I'd argue against the temptation to treat generators like lists. The simple but naive approach is the simple one-liner:
gen = (i for i in range(10))
list(gen)[3]
But remember, generators aren't like lists. They don't store their intermediate results anywhere, so you can't go backwards. I'll demonstrate the problem with a simple example in the python repl:
>>> gen = (i for i in range(10))
>>> list(gen)[3]
3
>>> list(gen)[3]
Traceback (most recent call last):
File "<stdin>", line 1, in <module>
IndexError: list index out of range
Once you start going through a generator to get the nth value in the sequence, the generator is now in a different state, and attempting to get the nth value again will return you a different result, which is likely to result in a bug in your code.
Let's take a look at another example, based on the code from the question.

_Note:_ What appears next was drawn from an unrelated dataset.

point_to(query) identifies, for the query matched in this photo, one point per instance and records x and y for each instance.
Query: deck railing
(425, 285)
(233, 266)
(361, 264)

One would initially expect the following to print 4
twice.
gen = (i for i in range(10))
index = 4
for i, v in enumerate(gen):
if i == index:
answer = v
break
print(answer)
for i, v in enumerate(gen):
if i == index:
answer = v
break
print(answer)
but type this into the repl and you get:
>>> gen = (i for i in range(10))
>>> index = 4
>>> for i, v in enumerate(gen):
... if i == index:
... answer = v
... break
...
>>> print(answer)
4
>>> for i, v in enumerate(gen):
... if i == index:
... answer = v
... break
...
>>> print(answer)
9
Good luck tracing that bug down.
As pointed out, if the generator is infinitely long, you can't even convert it to a list. The expression list(gen)
will never finish.
There is a way you could put a lazily evaluated caching wrapper around an infinite generator to make it look like an infinitely long list you could index into at will, but that deserves its own question and answer, and would have major performance implications.